Friday, 16 December 2016

Polish Carpathian Mountain cream cake

vegan, sugar free
NO SORRY CHRISTMAS IS COMING💗🎄

This Polish Carpathian Mountain cream cake recipe is known as karpatka. It's a peasant version of the more refined kremówka, which is made with puff pastry. 


Karpatka is made with the same type of dough used to make cream puffs and éclairs, known as pâte à choux in French. When dusted with confectioners' sugar, the dessert takes on the look of the craggy, snow-capped Carpathian Mountains, hence its name. In addition to the filling below, karpatka can be filled with easy pastry cream.



Ingredients:

1 cup water
125g unsalted butter
1 cup all-purpose flour
5 large eggs 
1 teaspoon baking powder

Filling: 

1 cup whiping cream
icing sugar

Garnish:
confectioners' sugar





Method:

Heat oven to 200 C.
Grease two baking trays (20cm x 30cm) with butter and flour.

In a medium saucepan, bring water and butter to a boil. When butter has completely melted, remove from heat and, using a wooden spoon, add flour all at once. Return to stove and stir over low heat for 2 or 3 minutes or until dough cleans sides of pan and forms a ball.

Remove from heat and stir in baking powder and eggs one at a time, beating well, either by hand or with an electric mixer, after each addition. The batter should be smooth and glossy and cling to the spoon. Divide the dough into two exact portions.

Pour dough into prepared baking trays, but don't smooth it out. You want the finished top to look like a rugged mountain. Bake 25 minutes. Remove from pan and let cool completely on a wire rack before filling.

Filling:
Pour the cream into the chilled bowl. A good rule of thumb is 2 tablespoons of sugar for every cup of cream, though feel free to adjust the sweetness to your own taste. 

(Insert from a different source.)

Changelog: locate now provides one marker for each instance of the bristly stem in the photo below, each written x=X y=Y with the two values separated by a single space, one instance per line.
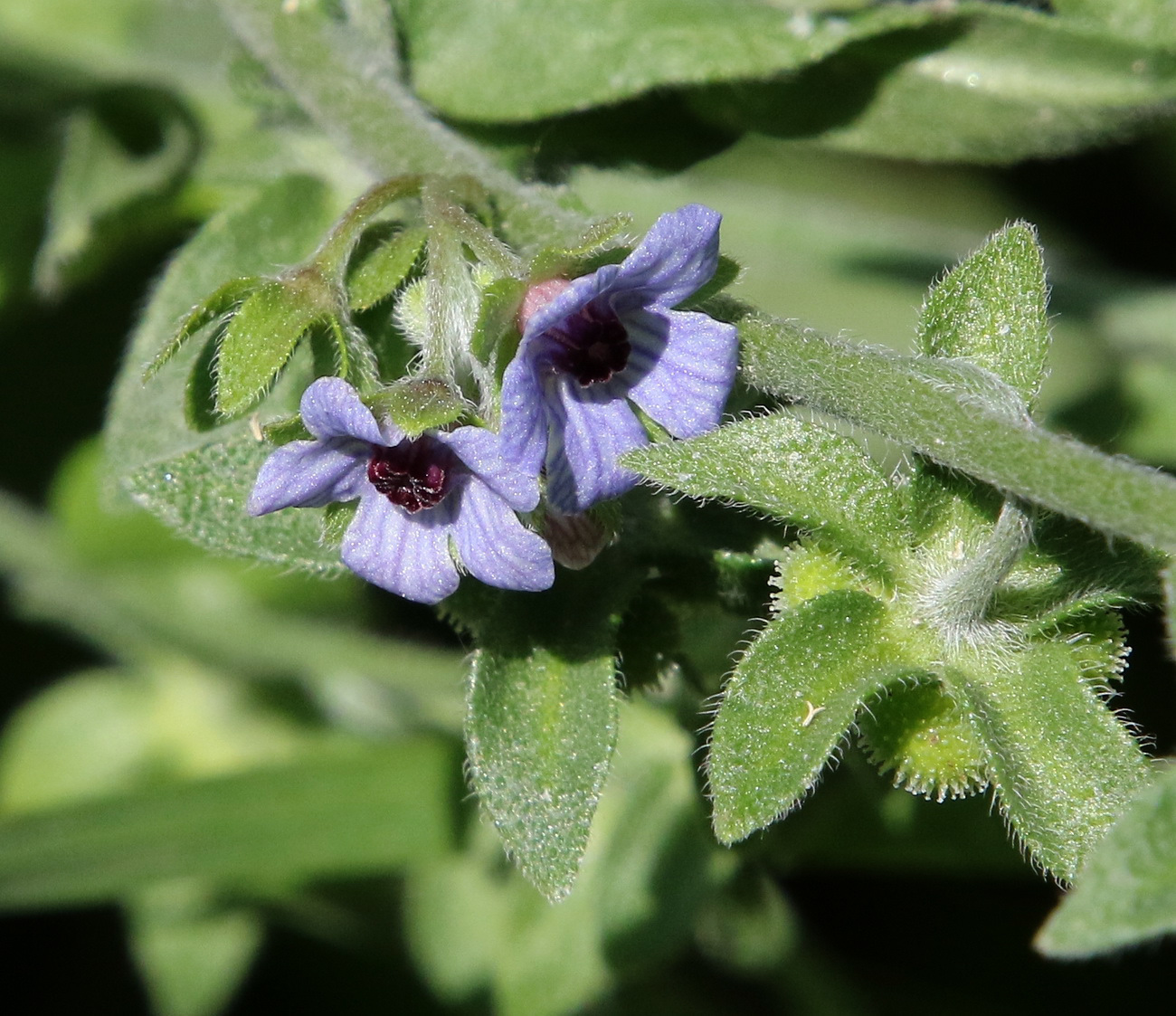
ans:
x=959 y=600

Tip: If you’re in a hurry, powdery confectioners’ sugar dissolves faster than the granulated variety.

Beat the cream until it begins to thicken. You can whip until the cream makes stiffer peaks if desired, but be careful: You don’t want to turn the mixture to butter.

Spread filling over one sheet of pastry and cover with the other sheet. Sprinkle with icing sugar and chill.